« Des hommes, pas des portiques ! »
Publié le samedi 13 mars 2010 à 06h00
Hier, les enseignants ont reproché au gouvernement de mettre en péril l'enseignement sous prétexte de faire des économies budgétaires.
Ils étaient 11 % de grévistes hier, selon le rectorat : vers 14 h 30, près de 2 000 personnes ont manifesté à Lille pour dénoncer, dans les établissements scolaires, des conditions de travail « déplorables ».
MATTHIEU DELACHARLERY ET MARIE GOUDESEUNE > region@nordeclair.Fr
« Ils sont en train de saigner le monde de l'éducation », lit-on sur les p ancartes. À l'appel de plusieurs syndicats, dont le Snes-FSU et SUD-Éducation, le monde de l'enseignement manifeste. Et proteste, dans les rues de Lille, contre la « dégradation des conditions de travail » dans les établissements scolaires.

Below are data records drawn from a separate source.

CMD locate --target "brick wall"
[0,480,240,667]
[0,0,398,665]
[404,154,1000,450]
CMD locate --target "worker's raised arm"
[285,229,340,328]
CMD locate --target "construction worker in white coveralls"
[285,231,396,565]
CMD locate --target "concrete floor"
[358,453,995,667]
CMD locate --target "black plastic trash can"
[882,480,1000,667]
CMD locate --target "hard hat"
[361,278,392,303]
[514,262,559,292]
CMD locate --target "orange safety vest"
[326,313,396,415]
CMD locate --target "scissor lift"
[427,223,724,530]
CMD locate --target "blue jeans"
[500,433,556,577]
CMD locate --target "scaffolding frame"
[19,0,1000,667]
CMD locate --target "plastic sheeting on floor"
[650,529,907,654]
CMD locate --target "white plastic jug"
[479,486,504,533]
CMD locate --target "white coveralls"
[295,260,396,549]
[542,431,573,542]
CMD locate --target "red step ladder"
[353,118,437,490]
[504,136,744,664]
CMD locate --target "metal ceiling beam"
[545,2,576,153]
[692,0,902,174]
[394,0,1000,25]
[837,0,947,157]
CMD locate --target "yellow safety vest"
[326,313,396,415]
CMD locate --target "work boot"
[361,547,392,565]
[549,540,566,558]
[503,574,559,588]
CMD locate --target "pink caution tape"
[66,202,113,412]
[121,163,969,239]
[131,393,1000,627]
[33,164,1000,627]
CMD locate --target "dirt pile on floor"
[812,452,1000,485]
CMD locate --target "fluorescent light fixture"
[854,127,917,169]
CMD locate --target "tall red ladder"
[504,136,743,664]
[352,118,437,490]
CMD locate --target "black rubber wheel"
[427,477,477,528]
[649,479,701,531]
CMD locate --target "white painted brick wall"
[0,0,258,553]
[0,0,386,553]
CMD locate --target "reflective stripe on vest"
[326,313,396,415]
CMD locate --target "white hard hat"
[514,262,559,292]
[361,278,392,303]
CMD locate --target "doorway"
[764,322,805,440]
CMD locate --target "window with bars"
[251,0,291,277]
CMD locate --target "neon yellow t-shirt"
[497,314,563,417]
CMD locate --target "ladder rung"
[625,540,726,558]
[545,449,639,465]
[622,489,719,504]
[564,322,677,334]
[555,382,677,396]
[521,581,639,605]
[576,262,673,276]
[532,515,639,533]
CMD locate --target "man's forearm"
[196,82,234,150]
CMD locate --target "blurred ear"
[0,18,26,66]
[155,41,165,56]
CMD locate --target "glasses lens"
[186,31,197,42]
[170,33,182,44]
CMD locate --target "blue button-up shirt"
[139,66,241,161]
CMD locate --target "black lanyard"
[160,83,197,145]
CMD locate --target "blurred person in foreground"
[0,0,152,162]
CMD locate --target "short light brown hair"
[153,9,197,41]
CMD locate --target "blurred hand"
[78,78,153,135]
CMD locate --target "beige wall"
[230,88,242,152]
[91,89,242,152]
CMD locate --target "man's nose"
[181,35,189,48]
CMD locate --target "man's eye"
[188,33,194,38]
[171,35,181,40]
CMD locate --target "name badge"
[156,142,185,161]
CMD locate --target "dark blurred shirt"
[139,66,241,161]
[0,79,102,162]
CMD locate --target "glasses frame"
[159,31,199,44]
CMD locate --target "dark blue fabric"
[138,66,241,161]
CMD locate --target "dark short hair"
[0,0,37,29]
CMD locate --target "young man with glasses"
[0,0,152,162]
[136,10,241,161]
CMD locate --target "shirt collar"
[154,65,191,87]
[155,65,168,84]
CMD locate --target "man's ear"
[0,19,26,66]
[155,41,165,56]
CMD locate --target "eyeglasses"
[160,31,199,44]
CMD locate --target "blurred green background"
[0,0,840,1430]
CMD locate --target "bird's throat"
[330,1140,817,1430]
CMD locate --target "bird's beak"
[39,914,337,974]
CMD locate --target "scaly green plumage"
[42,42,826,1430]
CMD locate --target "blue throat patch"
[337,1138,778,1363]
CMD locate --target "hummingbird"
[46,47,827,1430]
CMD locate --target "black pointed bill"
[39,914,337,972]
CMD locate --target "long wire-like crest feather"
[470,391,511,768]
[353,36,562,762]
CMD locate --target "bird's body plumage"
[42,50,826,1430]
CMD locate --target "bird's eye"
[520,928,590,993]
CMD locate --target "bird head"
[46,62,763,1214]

Près de 2 000 personnes marchent depuis la porte de Paris jusqu'à la place de la République. Objet du litige : les suppressions de postes et le manque de moyens dans les collèges et lycées.
« À la rentrée, six postes vont être supprimés au lycée Fénelon de Cambrai. Le gouvernement met en péril l'enseignement pour faire des économies budgétaires ! », s'emporte Anne Guillemain, professeur de français.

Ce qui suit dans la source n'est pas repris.